For a long time, the romance novel was ridiculed for its apparent predictability. Because of its repeated structures, because of its expected outcomes. But in that questioning something more uncomfortable was lost from sight: that, in those stories, there is an emotional coherence that is often missing in real life.
In books, when someone loves, they act accordingly.
Not always good, not always without errors, but with a recognizable direction. There is no place for ties sustained solely in doubt. There are no stories that are built on the basis of what could be but never ends up being. And perhaps that is why they continue to be read, even by those who say they do not believe in them.
Because, deep down, it is not about life imitating fiction. It is that fiction, sometimes, reveals what in life we avoid seeing.

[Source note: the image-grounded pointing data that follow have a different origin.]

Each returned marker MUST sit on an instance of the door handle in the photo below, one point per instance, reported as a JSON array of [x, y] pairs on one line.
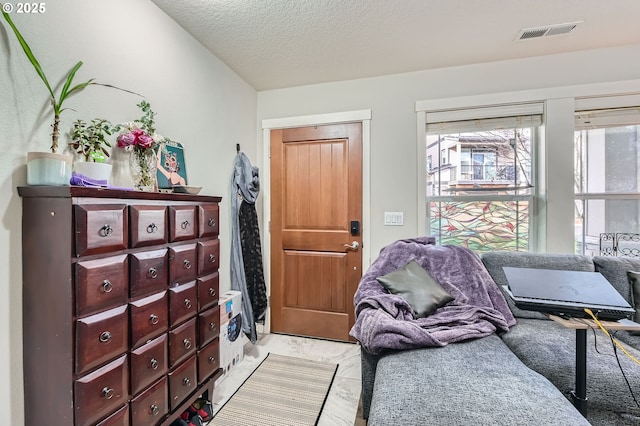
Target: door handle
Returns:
[[353, 246]]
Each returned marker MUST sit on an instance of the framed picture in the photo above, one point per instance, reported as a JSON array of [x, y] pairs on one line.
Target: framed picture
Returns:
[[172, 170]]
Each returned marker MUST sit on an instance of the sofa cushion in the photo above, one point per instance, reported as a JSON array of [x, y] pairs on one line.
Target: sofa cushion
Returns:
[[495, 261], [614, 269], [417, 287], [476, 382], [549, 348]]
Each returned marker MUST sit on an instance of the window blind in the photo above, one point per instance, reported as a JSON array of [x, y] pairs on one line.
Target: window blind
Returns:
[[484, 119], [613, 117]]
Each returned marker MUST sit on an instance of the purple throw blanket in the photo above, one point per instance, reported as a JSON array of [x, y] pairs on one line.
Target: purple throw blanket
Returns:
[[386, 321]]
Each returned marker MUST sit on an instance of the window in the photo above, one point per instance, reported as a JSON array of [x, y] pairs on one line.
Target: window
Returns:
[[607, 181], [483, 197]]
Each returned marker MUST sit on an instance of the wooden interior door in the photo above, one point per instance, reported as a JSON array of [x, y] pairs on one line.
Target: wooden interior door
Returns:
[[316, 216]]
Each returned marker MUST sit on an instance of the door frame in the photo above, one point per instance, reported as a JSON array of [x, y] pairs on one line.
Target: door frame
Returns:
[[359, 116]]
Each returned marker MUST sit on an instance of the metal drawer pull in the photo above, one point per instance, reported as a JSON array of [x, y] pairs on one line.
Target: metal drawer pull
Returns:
[[105, 336], [153, 273], [154, 410], [153, 319], [106, 230], [107, 392]]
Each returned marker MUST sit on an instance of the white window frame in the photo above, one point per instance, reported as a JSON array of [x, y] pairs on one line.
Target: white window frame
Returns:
[[555, 214], [496, 114], [604, 103]]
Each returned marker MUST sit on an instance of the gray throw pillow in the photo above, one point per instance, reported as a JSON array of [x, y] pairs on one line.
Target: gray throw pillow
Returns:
[[417, 287], [634, 283]]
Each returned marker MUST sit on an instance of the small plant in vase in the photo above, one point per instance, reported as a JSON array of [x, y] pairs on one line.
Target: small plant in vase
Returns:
[[90, 141]]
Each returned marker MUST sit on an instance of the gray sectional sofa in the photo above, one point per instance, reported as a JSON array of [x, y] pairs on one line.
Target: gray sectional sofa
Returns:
[[522, 376]]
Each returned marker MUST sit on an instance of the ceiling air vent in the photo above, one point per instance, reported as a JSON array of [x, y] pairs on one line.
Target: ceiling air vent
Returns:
[[547, 31]]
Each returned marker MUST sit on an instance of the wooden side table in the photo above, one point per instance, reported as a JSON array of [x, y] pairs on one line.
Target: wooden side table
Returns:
[[581, 325]]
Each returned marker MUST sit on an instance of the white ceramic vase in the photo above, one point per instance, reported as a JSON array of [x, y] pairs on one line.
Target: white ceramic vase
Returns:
[[46, 168]]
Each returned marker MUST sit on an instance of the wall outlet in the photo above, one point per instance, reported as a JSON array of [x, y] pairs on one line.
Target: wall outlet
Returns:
[[394, 218]]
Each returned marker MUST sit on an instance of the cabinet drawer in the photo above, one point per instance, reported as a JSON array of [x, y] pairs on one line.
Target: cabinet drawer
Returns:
[[119, 418], [151, 406], [182, 223], [182, 381], [182, 342], [208, 290], [183, 302], [100, 228], [101, 283], [208, 326], [182, 264], [208, 217], [149, 272], [148, 363], [149, 225], [101, 392], [208, 360], [148, 318], [208, 256], [101, 337]]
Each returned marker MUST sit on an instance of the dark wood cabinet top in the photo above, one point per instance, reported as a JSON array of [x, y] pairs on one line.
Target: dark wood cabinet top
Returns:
[[82, 191]]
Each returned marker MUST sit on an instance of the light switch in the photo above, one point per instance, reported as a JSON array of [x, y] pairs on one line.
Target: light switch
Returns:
[[394, 218]]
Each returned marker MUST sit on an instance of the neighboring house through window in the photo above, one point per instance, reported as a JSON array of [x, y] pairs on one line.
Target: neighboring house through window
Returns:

That not every link is worth waiting for.
That not every unfinished story is deep.
That not everything that generates intensity has a destiny.
And also, on the other side, when there is love, it shows.
Not because it is perfect, but because it is clear. Because it doesn’t need to be interpreted all the time. Because it does not leave the other in a constant state of uncertainty. Because, even with his difficulties, he finds ways to sustain himself in the concrete.
Perhaps we cannot apply the rules of the romance novel to real life in narrative terms. Life has no chapters, it does not organize times, it does not guarantee outcomes. But we can stay with something simpler and, at the same time, more demanding: not settling for stories where love never ends appearing.
In a world where ambiguity has become the norm, where indefinition is often disguised as depth, romantic novels continue to insist on something that is uncomfortable: love, when it exists, is not hidden.
It doesn’t have to have a perfect ending. But it does need to really exist.
And that, more than a fictional rule, is a decision that we can still make.